The Vectrix 2.0 pulls low amps (40-50) on launch, increasing with speed to a maximum of about 220 amps. I noted cruising up a steep hill at 50mph only pulled 60a. The Old pack was only 136v after charging, and after a few miles easily sagged under load to <108v to trigger the 'reduced performance' mode. This means the old pack was getting 24kw peaks into the motor, but the new one gets about 32kw into it, 33% more power. 70mph comes up very very fast now. The moto pulls MUCH harder from 30mph to the 72mph speed-limiting cutoff, and it is pulling so strong at cutoff that my helmet bounced off the windscreen the first time it kicked in. :p

I've been riding it for a few weeks now, range anxiety is a thing of the past, and I still haven't gotten used to all the new power, so I am thrilled. With the upgrade, my Vectrix has become exactly the bike I fantisized it was before I bought it. :lol:

-JD
 
YES IT MUST BE NICE WHEN A DREAM COMES TRUE. I hope my vectrix trike project comes true like your battery swap, I hope to get back on it this winter. I spent all spring and summer working on my (1966 IMPALA SS SHOW CAR) and its almost finished (working on this car since 1974). I love my MERIDIAN TRIKES and will continue this ELECTRIC JOURNEY. OATNET we love your work keep it going. BLUESTREAK. :D :D :D :D :D
 
Its interesting how that happens with the LVC mode that drops the power to the MC - I would have loved to have gone headways for my build, but some thundersky cells came up at a price I couldn't refuse - $16 each for the 40AH units...

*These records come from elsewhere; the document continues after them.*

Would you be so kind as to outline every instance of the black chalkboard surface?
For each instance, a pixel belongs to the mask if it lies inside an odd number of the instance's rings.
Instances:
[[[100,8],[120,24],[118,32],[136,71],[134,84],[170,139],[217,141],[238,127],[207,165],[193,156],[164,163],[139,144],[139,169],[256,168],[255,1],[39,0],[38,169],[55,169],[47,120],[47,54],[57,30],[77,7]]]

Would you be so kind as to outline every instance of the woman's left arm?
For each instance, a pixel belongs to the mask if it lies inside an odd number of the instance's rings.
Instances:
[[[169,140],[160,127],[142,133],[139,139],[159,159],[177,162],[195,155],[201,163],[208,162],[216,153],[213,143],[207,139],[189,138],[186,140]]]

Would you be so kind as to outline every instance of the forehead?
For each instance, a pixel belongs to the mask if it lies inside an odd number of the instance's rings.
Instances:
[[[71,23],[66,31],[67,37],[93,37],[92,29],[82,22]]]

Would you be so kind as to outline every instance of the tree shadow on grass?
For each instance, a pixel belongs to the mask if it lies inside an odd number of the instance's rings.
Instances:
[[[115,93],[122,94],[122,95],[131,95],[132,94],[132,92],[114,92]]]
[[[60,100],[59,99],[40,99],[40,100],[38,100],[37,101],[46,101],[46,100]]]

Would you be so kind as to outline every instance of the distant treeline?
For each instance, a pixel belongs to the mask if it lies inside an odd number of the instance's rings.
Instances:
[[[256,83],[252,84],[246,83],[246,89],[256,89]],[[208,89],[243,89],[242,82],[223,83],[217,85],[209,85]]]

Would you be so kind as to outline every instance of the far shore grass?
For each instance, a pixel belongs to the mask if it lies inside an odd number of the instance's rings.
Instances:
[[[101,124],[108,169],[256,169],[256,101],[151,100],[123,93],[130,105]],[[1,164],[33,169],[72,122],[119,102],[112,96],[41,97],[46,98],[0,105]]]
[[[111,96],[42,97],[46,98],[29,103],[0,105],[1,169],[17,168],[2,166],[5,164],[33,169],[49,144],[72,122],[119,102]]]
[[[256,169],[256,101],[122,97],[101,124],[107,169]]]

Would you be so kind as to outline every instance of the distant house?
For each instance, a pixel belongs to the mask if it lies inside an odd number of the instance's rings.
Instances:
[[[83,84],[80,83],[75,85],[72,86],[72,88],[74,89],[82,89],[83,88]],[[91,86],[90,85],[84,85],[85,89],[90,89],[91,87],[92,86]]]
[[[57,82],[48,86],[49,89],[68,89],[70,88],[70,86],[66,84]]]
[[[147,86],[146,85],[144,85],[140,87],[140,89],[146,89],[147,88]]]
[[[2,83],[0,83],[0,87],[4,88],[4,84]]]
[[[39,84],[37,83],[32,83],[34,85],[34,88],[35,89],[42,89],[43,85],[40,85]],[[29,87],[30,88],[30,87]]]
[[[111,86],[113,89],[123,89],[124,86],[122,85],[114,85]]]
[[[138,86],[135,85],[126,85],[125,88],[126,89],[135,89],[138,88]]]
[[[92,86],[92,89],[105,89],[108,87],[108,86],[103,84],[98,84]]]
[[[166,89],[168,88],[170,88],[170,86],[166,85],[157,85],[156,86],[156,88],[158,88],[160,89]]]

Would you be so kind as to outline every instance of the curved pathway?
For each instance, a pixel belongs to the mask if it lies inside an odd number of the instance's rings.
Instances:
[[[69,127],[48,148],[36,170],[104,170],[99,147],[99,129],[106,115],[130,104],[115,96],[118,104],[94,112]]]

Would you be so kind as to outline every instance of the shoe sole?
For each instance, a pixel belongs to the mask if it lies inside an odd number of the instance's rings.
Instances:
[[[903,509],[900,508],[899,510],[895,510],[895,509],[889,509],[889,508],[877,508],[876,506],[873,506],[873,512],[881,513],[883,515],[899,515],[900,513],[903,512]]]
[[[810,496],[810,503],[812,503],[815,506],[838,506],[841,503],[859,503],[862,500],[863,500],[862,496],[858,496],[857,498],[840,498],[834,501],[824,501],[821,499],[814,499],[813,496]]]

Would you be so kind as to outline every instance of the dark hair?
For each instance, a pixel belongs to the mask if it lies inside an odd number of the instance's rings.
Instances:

Looks like 44/45S is a good setup.
 
Thanks Bluestreak, good luck with your Impala, nice car!

Heath, $16 each is a worthy price. I am pretty sure that the T-Sky's are rated at 3c which would be 120a. I have seen the bike pull 220a, so I am curious whether you will get the full cycle life from them. At $16/pop, who cares! :lol: One thing is for sure - there is a good reason the piddly 125a fuse's these were built with kept blowing.

45s is pretty sweet, way more power than I am used to :lol: but I have no idea how it would compare to a gas bike. You've poked around the MC, what do you reckon the max voltage it will handle is?

-JD
 
That is great to have your dreams come true it always a good feeling of accomplishment !!!
oatnet said:
"
:lol: At least you know you did a good job just don't let a women hear you say that the battery out lasted you Lmao...!

Keep up the good work !
 
Wow very nice Oatnet ...good job and impressing improvement i am very happy for you.